Ceplene (histamine dihydrochloride) is approved in Europe and Israel and in late-stage development in the U.S. Phase 3 data with Ceplene used in combination with interleukin-2 (IL-2) demonstrated an improvement in leukemia-free survival (LFS) in patients with acute myeloid leukemia (AML). Specifically, complete remission patients in the post-consolidation phase of treatment for AML receiving Ceplene + IL-2 achieved a 3-year LFS rate of 40% vs. only 26% for a no treatment control (Brune et al., 2006). Keeping AML patients in remission post-consolidation is a major challenge, so Immune plans to further explore the potential for a combination Ceplene+IL-2 formulation in 2016.
However, recent breakthroughs in immuno-oncology (e.g. CAR-T, checkpoint inhibitors, liposomal 7+3, etc…) have significantly changed the potential treatment paradigm for AML, so the future for a drug like Ceplene is likely in combination with newer advanced therapeutics. In this regard, the company is seeking a new patent for the combination of Ceplene and checkpoint inhibitors. The new invention provides methods of treating cancer by administration of Ceplene in combination with immune checkpoint inhibitors, as well as methods for predicting the efficacy of Ceplene and IL-2 therapy in patients with AML.

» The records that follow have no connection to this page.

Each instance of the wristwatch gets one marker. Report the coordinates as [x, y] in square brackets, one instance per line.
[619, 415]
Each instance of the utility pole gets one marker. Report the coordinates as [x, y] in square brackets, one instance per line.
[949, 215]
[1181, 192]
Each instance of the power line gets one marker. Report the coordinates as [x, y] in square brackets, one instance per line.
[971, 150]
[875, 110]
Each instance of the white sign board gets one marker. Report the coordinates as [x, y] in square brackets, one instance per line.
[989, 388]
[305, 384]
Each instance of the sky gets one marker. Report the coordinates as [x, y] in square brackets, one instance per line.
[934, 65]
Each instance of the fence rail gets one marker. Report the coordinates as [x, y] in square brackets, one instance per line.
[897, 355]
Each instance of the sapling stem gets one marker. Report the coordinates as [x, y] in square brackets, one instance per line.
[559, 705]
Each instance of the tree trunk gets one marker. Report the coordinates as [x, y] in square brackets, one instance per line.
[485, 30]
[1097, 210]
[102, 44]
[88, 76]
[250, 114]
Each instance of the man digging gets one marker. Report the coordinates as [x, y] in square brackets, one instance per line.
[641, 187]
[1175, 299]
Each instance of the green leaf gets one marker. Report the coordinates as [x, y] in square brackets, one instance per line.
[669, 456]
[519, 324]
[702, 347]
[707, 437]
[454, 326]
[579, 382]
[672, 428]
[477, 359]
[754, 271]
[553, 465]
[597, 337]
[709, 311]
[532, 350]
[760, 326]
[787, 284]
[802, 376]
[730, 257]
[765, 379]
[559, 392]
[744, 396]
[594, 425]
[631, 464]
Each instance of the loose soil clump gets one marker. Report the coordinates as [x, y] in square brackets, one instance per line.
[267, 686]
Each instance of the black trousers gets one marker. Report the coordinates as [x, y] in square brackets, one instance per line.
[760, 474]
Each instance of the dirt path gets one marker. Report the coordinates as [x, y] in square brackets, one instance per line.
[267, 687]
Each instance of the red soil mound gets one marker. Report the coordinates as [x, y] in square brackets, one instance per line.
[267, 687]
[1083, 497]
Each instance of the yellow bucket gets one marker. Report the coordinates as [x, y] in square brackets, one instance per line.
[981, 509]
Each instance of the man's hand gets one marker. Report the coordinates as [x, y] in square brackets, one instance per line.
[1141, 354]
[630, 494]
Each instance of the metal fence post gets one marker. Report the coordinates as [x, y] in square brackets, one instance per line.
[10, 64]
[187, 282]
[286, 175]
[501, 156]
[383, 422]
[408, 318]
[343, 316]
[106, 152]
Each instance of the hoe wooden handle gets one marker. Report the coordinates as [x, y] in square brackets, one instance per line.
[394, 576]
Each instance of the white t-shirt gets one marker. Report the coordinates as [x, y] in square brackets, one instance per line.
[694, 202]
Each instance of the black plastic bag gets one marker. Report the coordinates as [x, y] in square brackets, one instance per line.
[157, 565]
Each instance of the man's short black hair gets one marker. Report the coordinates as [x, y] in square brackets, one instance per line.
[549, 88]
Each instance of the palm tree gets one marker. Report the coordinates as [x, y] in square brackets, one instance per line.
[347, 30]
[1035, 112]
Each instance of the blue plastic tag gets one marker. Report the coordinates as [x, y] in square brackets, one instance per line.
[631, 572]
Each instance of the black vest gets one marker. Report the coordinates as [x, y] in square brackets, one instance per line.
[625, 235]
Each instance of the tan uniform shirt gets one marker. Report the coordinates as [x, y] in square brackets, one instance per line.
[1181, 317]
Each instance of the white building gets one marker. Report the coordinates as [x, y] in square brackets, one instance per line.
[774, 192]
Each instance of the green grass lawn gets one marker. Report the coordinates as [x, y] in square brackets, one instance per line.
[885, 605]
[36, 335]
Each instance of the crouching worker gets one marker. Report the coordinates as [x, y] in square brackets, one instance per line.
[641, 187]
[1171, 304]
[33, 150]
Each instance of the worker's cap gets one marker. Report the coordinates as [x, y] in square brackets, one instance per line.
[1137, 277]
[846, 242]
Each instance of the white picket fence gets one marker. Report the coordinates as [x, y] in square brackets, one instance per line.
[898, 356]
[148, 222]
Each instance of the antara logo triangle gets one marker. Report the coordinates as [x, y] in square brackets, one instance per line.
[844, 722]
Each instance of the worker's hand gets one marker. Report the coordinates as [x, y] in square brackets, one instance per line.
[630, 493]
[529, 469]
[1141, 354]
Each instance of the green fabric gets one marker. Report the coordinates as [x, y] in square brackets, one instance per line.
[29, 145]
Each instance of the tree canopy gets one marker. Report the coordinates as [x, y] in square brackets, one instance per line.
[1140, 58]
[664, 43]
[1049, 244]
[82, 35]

For example, Immune recently performed a new multivariable analysis of a Ceplene/IL-2 Phase 4 study (NCT01347996) conducted in Sweden. The company believes it has identified new potential biomarkers that predict response to Ceplene + IL-2 in patients in complete remission and post-consolidation phase of treatment. Immune will be presenting a poster of this data at the upcoming 2016 American Association for Cancer Research (AACR) annual conference to be held April 16-20 in New Orleans (Immune’s poster will be presented on April 17th). The company has published an abstract of the data highlighting these reported predictors of clinical outcome and identified certain biomarkers that improvement in LFS for patients with low relapse risk AML.

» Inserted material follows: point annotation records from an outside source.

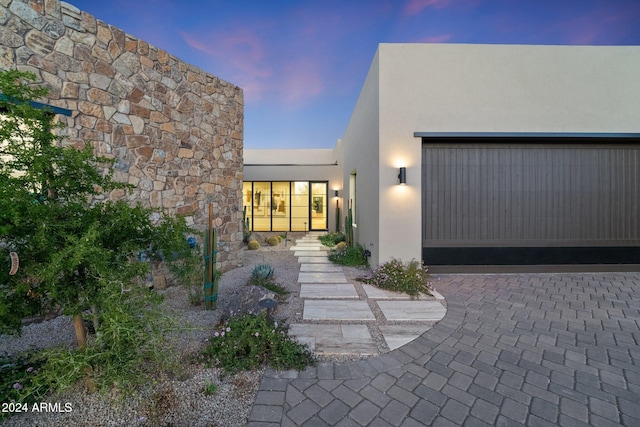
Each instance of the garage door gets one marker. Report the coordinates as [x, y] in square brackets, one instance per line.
[524, 202]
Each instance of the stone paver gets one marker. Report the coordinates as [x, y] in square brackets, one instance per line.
[335, 339]
[309, 252]
[321, 277]
[314, 260]
[328, 291]
[412, 310]
[337, 310]
[512, 349]
[377, 293]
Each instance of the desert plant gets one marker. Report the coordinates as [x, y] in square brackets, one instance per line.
[209, 388]
[76, 252]
[249, 341]
[18, 381]
[349, 256]
[332, 238]
[410, 278]
[246, 229]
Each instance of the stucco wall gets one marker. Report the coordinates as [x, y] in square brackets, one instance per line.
[174, 130]
[360, 145]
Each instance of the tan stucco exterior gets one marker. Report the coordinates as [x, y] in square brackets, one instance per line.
[471, 88]
[448, 88]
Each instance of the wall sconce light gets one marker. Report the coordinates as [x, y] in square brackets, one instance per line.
[402, 176]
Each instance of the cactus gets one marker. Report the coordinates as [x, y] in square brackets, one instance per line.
[348, 226]
[246, 230]
[262, 271]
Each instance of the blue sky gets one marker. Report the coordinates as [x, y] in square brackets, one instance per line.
[302, 63]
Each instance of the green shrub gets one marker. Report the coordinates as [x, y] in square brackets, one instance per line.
[249, 341]
[332, 238]
[348, 256]
[262, 275]
[410, 278]
[262, 271]
[18, 379]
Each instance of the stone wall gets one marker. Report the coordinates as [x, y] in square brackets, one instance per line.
[174, 131]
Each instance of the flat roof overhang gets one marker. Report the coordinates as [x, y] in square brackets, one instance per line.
[533, 137]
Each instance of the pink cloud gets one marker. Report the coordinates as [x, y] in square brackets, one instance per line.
[241, 57]
[302, 80]
[414, 7]
[442, 38]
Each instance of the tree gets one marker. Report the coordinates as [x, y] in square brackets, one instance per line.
[76, 253]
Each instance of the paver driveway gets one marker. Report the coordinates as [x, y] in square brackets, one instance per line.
[513, 349]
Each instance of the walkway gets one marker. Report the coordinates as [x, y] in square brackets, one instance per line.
[342, 318]
[521, 349]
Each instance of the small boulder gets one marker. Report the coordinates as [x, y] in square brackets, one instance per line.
[249, 299]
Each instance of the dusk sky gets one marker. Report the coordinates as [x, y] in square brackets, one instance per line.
[302, 63]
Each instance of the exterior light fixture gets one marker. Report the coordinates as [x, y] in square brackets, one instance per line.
[402, 176]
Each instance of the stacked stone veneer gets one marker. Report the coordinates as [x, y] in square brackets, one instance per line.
[174, 131]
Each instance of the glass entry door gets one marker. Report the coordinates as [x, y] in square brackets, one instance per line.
[318, 205]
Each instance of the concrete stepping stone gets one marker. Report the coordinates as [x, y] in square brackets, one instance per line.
[336, 310]
[306, 248]
[374, 292]
[412, 310]
[321, 277]
[399, 335]
[335, 339]
[328, 291]
[326, 268]
[314, 260]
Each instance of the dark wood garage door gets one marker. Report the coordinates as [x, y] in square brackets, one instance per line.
[523, 202]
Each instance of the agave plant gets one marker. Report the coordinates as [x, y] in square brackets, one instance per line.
[262, 271]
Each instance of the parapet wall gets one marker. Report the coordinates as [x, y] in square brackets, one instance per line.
[174, 130]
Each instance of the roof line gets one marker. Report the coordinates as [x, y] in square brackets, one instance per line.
[621, 135]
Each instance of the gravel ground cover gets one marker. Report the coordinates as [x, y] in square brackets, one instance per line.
[177, 400]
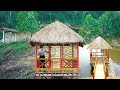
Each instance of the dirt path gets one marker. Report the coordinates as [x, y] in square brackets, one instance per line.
[18, 69]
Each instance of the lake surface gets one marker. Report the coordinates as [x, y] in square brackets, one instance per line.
[85, 70]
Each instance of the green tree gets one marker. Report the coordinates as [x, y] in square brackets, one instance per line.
[27, 21]
[105, 25]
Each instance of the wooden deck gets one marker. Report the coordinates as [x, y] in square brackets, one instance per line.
[99, 58]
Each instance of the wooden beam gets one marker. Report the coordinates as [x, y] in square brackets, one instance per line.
[3, 36]
[36, 61]
[49, 53]
[78, 66]
[15, 37]
[72, 55]
[108, 54]
[62, 57]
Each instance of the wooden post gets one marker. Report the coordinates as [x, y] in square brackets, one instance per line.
[15, 37]
[78, 66]
[62, 57]
[72, 56]
[3, 36]
[36, 60]
[49, 58]
[10, 36]
[108, 54]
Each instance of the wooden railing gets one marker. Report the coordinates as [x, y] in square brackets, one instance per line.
[58, 68]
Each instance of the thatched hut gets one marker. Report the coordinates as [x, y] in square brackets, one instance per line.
[61, 41]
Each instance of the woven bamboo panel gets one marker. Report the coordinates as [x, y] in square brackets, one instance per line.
[55, 53]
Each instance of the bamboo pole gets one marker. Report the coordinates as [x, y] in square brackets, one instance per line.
[36, 61]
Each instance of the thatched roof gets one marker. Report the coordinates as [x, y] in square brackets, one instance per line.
[8, 30]
[72, 27]
[99, 43]
[56, 33]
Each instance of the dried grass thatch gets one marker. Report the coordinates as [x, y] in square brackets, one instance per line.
[99, 43]
[56, 33]
[8, 30]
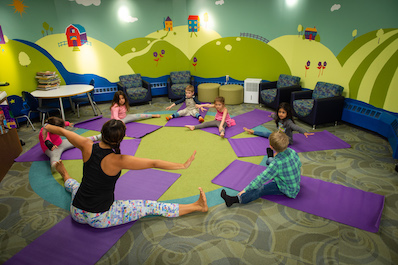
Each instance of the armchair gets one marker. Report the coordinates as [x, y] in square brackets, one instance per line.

As noted in my previous article highlighting the catalysts for Immune in 2016, management is focused on creating a private subsidiary to further fund these immuno-oncology programs, which include all efforts with NanomAbs, bispecific, Ceplene, and other legacy assets, Azixa and Crolibulin. EpiCept did not have the cash or expertise in immuno-oncology to advance these candidates along this path. Over the past few months, Immune has brought in this talent with the hiring of Dr. Ben-Ami, Dr. Luchi, and Dr. Shor to create an oncology division that rivals the company’s efforts with bertilimumab in immuno-inflammation.

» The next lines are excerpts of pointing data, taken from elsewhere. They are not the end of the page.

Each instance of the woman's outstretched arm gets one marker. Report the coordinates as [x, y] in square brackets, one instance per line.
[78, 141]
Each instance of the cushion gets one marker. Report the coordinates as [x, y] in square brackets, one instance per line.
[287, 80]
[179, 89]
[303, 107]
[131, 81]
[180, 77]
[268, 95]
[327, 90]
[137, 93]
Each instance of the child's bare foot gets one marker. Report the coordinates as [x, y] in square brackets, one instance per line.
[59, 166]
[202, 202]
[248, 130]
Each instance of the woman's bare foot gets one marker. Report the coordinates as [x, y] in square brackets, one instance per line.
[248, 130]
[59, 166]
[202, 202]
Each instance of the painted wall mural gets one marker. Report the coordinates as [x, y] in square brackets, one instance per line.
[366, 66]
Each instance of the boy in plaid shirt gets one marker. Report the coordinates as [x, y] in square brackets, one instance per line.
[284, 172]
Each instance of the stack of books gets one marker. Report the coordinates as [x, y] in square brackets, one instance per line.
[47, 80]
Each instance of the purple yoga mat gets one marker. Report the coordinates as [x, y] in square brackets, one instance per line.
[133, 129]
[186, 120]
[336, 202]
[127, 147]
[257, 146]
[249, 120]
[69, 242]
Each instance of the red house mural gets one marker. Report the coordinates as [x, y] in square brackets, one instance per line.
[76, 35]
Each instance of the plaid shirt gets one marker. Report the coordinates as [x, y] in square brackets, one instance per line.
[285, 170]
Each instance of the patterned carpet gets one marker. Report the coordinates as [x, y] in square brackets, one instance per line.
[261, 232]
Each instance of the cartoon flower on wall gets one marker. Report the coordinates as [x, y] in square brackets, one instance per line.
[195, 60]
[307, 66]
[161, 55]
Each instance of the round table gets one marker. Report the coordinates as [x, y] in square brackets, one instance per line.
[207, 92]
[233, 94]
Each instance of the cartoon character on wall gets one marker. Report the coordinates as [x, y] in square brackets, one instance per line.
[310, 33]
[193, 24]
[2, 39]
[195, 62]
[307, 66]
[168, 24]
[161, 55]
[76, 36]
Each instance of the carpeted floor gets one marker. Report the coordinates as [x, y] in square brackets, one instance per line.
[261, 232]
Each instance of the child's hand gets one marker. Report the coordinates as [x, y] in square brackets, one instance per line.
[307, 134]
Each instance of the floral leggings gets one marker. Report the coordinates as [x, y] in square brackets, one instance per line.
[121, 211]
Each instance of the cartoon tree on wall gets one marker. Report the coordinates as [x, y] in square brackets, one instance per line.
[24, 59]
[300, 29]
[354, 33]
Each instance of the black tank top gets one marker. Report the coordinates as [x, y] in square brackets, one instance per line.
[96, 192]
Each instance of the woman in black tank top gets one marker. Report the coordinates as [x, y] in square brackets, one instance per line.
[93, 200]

However, Immune would like to fund these development efforts without further diluting current shareholders stake in bertilimumab; hence, the formation of a private subsidiary. Immune plans to give up a small ownership stake in the immuno-oncology division in return for non-dilutive funding to complete the preclinical and planned clinical work noted above, all the while continuing to keep the focus of the parent organization on the lead asset, bertilimumab.